Born in Broad Run, Fauquier County, Virginia, February 2, 1883, he attended public schools and graduated from Bethel Military Academy, Warrenton, Va., in 1901. He took his LLB at the law department of the University of Virginia at Charlottesville in 1903; was admitted to the bar in 1904 and practiced in Alexandria, Va.. During World War I he was assistant general counsel to the federal Alien Property Custodian. In 1918-22 he was Commonwealth attorney of Alexandria, Virginia. He served as a judge 1922-1930, and also engaged in banking, farming, and dairying. He was elected in 1930 to Congress, and authored the anti-Communist Smith Act in 1940.
A leader of the Conservative coalition, Smith led the opposition to the National Labor Relations Board. Conservatives created a special House committee to investigate the NLRB, headed by Smith and dominated by opponents of the New Deal. The committee conducted a sensationalist investigation that undermined public support for the NLRB and, more broadly, for the New Deal. In June 1940 amendments proposed by the Smith Committee passed by a large margin in the House, due in part to the Smith's new alliance with William Green, president of the American Federation of Labor. The AFL was convinced the NLRB was controlled by leftists who supported the CIO not the AFL in organizing drives. New Dealers stopped the Smith amendments but Roosevelt gave way and replaced the CIO-oriented members on the NLRB with men acceptable to Smith and the AFL.

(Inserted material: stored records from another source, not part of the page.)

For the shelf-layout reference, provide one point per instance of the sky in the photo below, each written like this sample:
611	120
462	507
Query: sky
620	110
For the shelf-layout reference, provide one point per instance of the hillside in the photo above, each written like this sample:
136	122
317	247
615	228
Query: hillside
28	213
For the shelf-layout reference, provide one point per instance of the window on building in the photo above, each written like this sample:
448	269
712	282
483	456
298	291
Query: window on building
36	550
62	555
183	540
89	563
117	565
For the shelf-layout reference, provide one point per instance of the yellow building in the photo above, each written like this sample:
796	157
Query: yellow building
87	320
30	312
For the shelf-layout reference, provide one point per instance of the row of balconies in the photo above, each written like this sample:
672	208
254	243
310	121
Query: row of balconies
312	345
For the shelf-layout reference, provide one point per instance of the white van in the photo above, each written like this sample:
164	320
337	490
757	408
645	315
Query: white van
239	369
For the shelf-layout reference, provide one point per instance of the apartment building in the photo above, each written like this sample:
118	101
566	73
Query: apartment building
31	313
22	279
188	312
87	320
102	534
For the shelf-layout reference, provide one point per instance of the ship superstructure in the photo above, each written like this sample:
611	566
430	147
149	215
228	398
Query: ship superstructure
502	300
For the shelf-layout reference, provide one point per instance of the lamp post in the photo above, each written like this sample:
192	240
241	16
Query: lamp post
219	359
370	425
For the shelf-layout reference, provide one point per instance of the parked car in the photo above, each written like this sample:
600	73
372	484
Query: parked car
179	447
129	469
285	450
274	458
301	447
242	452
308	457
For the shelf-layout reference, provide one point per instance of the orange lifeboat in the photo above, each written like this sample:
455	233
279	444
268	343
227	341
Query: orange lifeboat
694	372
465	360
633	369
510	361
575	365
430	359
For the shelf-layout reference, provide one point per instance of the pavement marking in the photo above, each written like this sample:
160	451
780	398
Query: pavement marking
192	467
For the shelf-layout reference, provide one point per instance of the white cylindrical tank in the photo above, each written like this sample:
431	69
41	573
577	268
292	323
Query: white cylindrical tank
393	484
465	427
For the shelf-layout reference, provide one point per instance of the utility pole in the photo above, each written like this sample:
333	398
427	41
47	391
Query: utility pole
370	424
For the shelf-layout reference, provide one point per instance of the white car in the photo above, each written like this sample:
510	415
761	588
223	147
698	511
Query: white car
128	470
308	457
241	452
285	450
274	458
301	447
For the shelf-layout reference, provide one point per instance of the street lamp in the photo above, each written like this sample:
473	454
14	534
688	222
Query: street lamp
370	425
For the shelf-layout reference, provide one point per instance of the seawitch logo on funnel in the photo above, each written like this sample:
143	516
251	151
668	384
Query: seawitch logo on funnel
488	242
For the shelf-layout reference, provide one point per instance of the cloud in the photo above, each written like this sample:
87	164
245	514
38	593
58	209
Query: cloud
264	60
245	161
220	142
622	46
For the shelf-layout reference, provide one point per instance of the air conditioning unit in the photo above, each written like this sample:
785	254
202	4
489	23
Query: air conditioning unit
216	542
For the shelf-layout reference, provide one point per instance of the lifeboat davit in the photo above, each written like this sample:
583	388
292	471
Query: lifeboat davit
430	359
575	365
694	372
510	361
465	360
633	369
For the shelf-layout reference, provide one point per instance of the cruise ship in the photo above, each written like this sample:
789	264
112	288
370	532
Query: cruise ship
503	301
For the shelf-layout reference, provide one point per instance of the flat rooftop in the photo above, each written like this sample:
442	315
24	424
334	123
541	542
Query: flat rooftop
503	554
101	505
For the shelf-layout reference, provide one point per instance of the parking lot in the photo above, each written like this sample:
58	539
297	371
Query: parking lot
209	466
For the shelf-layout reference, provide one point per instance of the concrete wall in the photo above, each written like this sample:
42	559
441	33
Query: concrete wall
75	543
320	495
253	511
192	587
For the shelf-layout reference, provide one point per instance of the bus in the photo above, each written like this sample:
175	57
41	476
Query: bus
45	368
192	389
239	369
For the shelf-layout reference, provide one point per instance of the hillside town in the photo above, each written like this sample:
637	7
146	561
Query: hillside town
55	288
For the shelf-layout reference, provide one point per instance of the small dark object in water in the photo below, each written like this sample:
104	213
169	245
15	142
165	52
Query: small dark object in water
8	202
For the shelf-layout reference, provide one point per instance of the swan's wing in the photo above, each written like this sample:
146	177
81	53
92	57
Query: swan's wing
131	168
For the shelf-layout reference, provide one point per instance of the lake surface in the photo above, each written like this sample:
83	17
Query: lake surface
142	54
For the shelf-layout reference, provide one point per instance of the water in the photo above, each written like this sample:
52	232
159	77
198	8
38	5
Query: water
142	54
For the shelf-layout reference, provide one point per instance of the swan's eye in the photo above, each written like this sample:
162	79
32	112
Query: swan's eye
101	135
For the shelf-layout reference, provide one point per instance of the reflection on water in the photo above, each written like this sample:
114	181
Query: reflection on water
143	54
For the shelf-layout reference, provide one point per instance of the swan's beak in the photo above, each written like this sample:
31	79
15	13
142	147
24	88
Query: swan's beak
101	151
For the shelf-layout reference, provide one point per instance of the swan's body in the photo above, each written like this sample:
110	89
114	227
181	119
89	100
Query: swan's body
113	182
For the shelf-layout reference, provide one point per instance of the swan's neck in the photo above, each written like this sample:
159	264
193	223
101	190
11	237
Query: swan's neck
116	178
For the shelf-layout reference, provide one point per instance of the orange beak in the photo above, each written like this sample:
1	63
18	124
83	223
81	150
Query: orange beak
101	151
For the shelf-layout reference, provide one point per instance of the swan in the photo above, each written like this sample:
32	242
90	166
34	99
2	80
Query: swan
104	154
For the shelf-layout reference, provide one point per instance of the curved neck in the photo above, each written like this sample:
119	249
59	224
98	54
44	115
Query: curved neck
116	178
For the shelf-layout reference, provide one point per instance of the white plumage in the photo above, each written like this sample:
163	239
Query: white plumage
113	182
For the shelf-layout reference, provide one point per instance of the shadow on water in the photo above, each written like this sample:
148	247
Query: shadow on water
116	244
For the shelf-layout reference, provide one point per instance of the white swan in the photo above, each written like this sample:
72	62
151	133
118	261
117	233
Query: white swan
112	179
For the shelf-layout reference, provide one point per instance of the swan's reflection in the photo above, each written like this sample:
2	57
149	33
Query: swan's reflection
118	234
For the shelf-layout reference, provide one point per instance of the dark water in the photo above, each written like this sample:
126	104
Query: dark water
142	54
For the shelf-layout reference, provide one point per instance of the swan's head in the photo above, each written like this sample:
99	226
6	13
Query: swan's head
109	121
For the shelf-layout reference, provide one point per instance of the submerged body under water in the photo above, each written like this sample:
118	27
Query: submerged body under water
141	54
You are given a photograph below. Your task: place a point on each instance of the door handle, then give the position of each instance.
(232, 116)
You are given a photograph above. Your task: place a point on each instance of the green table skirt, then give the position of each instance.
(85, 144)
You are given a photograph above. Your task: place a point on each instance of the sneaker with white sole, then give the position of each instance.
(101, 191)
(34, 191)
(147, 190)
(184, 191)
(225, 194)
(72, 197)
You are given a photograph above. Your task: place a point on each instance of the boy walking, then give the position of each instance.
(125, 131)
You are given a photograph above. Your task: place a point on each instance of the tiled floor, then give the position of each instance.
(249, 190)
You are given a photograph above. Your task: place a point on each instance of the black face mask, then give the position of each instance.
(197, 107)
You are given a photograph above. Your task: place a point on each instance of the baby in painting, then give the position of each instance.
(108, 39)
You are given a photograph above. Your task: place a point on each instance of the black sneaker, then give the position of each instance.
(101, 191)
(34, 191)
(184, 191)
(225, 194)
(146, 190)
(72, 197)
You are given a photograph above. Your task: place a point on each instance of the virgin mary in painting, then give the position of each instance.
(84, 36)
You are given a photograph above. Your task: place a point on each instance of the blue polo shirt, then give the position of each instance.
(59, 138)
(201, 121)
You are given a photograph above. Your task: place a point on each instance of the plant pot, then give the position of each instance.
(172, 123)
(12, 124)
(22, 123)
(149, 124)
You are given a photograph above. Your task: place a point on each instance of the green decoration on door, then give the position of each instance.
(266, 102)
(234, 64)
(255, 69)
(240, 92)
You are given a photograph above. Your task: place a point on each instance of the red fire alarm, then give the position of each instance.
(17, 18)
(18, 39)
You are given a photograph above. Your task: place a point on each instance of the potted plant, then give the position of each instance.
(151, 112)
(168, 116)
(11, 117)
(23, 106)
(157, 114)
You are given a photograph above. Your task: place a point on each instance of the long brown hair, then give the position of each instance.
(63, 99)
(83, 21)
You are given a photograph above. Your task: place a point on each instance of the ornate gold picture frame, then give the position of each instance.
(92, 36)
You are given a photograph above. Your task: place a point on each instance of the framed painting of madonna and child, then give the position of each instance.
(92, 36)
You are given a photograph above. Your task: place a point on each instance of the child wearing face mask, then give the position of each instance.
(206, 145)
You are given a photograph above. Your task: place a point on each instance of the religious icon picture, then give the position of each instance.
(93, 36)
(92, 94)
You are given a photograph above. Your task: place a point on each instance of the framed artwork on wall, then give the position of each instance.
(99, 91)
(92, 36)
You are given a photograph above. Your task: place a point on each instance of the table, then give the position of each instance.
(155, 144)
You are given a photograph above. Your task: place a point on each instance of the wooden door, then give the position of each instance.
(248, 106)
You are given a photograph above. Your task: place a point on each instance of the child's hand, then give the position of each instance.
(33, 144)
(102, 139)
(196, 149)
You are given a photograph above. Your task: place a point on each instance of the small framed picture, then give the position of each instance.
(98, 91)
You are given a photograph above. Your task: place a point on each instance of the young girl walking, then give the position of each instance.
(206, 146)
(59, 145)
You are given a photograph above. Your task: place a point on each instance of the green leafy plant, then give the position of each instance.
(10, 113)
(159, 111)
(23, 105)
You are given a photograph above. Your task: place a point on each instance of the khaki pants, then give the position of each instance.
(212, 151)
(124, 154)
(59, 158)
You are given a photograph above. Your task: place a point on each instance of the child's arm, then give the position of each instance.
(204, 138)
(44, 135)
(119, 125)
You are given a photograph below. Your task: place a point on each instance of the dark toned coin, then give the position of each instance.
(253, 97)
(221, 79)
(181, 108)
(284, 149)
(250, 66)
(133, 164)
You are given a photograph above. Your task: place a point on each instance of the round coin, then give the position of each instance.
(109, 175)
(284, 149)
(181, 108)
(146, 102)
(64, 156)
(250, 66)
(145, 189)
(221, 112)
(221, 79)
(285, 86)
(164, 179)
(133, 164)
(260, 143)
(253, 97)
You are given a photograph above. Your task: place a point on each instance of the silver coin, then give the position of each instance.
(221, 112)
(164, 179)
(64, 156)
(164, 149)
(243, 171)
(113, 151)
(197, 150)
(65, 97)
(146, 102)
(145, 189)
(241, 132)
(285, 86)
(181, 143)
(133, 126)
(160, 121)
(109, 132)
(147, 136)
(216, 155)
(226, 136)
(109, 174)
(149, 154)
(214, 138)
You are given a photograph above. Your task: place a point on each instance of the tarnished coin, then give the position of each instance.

As chairman of the all-powerful Committee on Rules after 1955 Smith controlled the flow of legislation in the House. Speaker Sam Rayburn tried to reduce his power in 1961 with only some success, but Smith's close ties to other southern Democrats, and to Republicans, kept him in power. Smith was long the leading opponent of civil rights laws for Blacks, but he had supported equal rights for women since the 1920s, thanks to his close association with feminist leader Alice Paul. He forged an alliance with Congresswoman Martha Griffiths, a liberal feminist from Michigan, to include gender as a protected category in the Civil Rights Law of 1964. Griffith and Smith defeated the liberals of the AFL-CIO who had long opposed the Equal Rights Amendment.
He was defeated for renomination by a liberal Democrat, who in turn was defeated by a Republican who took over the seat. He resumed the practice of law in Alexandria, Va., where he died October 3, 1976; interment was in Georgetown Cemetery, Broad Run, Va.